An Evaluation of NeuralVDB: A Neural Network Approach to Sparse Volume Representation

The paper "NeuralVDB: High-resolution Sparse Volume Representation using Hierarchical Neural Networks" explores a novel approach to reducing the memory footprints of volumetric data through the application of neural networks. Building on the foundational framework of VDB, an established industry standard for handling sparse volumetric data, NeuralVDB integrates machine learning techniques to enhance data compression while maintaining effective representation.

The crux of NeuralVDB’s methodology lies in substituting the lower nodes in a VDB tree with hierarchical neural networks that encode both topology and value information through classifiers and regressors. This combination facilitates the substantial compression of already compact VDB volumes, achieving compression ratios between 10x and 100x with minimal visual loss. Such performance surpasses other similar neural representation techniques, such as Neural Geometric Level of Detail, Variable Bitrate Neural Fields, and Instant Neural Graphics Primitives.

NeuralVDB exhibits notable contributions to memory efficiency, supporting effective representation of volumetric data in storage and runtime scenarios. Through leveraging neural networks, NeuralVDB provides both out-of-core and in-memory compression, favoring scalability and adaptability over static configurations. This flexibility is particularly advantageous for exchanging volumetric data over networks or storing it in cloud environments where bandwidth and storage are at a premium.

One of the significant advancements NeuralVDB offers is its compatibility with existing VDB pipelines. This compatibility ensures a seamless transition between traditional and neural-augmented systems, facilitating its adoption without significant changes to current workflows. In addition, NeuralVDB’s temporal encoding feature, which uses neural networks to warm-start training from the previous frame, improves both the training speed and the temporal consistency for dynamic volumetric data, demonstrating its utility in fields like computer graphics and simulation of time-series data.
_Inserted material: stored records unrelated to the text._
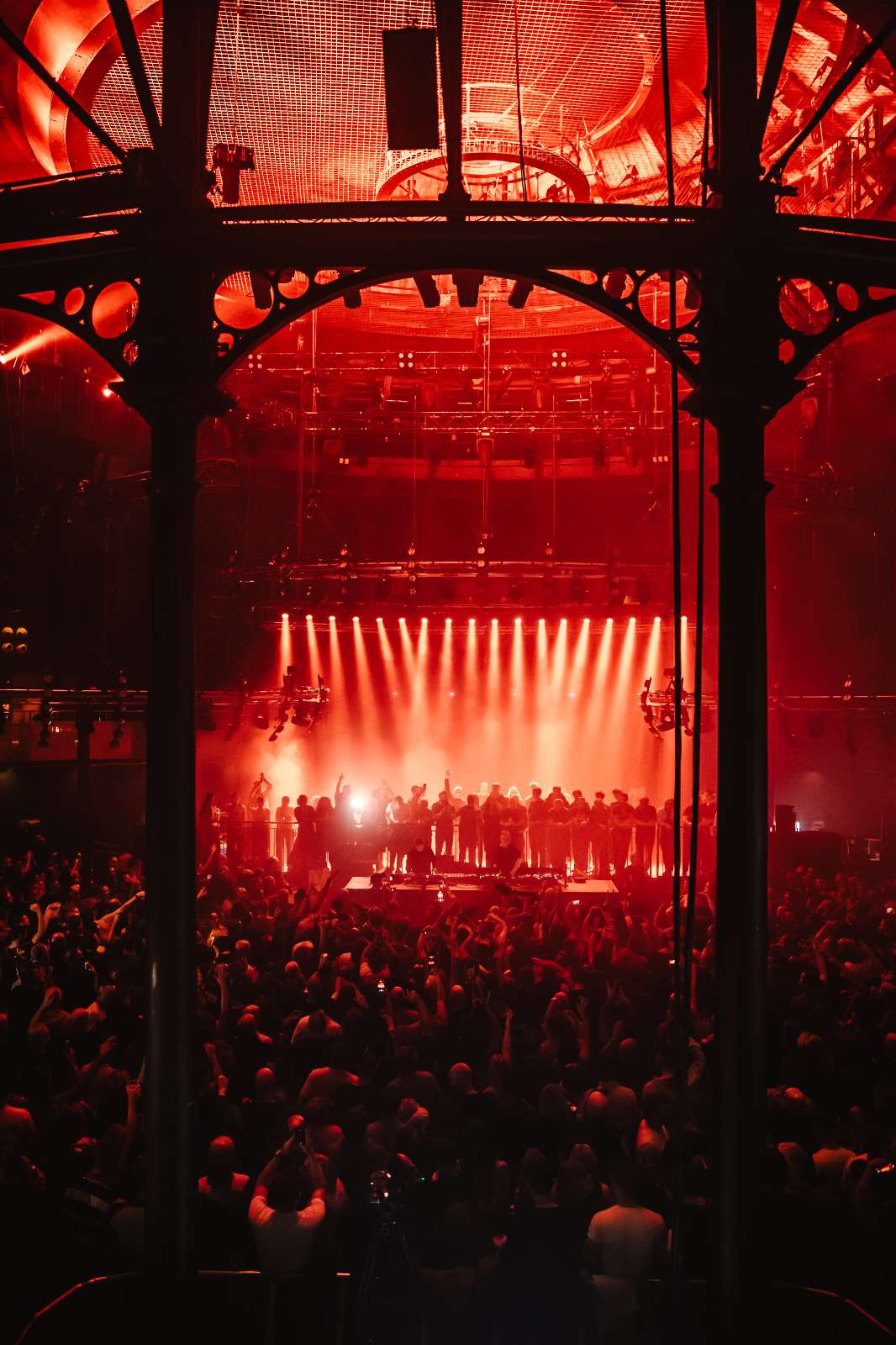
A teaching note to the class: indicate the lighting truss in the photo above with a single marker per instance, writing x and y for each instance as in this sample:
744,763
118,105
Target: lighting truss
66,705
450,585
The paper provides convincing experimental evidence that demonstrates high compression ratios without sacrificing data fidelity. For example, by reducing the Disney Cloud dataset's size from 1.5 GB to 25 MB, NeuralVDB illustrates its potential in a practical context. This aspect is emphasized further when discussing animated datasets, highlighting acceleration in training and enhanced temporal coherence of reconstructions.
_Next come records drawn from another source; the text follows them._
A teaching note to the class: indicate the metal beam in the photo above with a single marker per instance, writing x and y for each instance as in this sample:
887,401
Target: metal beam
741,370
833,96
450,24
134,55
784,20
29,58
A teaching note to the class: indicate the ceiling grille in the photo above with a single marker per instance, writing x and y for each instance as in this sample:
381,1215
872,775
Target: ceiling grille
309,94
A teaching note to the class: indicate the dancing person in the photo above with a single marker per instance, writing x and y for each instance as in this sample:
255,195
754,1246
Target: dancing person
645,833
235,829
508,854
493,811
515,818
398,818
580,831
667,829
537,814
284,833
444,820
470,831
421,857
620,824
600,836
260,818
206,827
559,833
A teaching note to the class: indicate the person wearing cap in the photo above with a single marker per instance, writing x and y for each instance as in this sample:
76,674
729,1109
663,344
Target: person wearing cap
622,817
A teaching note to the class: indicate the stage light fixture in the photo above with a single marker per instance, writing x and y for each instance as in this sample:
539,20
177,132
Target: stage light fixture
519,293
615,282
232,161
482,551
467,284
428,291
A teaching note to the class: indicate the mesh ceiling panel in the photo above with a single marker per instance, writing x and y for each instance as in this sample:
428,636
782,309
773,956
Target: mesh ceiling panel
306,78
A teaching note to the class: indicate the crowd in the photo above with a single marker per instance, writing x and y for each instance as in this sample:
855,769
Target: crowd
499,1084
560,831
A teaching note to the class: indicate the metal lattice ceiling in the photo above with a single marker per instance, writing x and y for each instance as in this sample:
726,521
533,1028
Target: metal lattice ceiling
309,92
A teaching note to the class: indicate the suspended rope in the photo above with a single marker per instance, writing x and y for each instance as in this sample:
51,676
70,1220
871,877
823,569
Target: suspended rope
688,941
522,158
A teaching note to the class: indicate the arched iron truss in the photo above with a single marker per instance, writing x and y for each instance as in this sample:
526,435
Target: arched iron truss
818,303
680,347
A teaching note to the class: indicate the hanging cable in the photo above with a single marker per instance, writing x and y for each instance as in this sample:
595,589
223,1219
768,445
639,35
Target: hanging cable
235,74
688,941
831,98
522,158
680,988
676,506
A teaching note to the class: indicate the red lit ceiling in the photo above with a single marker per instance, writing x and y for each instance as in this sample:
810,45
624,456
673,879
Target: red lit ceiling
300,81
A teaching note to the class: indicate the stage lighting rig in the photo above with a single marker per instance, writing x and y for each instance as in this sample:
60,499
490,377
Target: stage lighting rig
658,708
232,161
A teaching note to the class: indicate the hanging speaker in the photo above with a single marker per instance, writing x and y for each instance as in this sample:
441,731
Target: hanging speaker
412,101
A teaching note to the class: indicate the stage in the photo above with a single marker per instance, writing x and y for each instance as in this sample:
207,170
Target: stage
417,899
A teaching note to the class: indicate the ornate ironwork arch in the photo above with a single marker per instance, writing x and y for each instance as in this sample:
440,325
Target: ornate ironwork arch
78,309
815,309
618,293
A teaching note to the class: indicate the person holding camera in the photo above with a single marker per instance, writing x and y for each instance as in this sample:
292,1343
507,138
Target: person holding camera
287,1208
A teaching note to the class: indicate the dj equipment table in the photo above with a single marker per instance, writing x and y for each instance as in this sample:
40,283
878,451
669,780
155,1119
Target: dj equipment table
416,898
Despite its improvements, NeuralVDB is not without limitations. Its reliance on neural network training and inference can introduce reconstruction artifacts, particularly in data sets with high frequency details, such as very thin geometric features or sudden transitions in density data. Nevertheless, these challenges can potentially be addressed with improvements in hyperparameter optimization or more advanced network architectures. Additionally, while NeuralVDB presently assumes a fixed tree structure, future advancements could explore dynamic adaptations, boosting its applicability further in evolving data scenarios.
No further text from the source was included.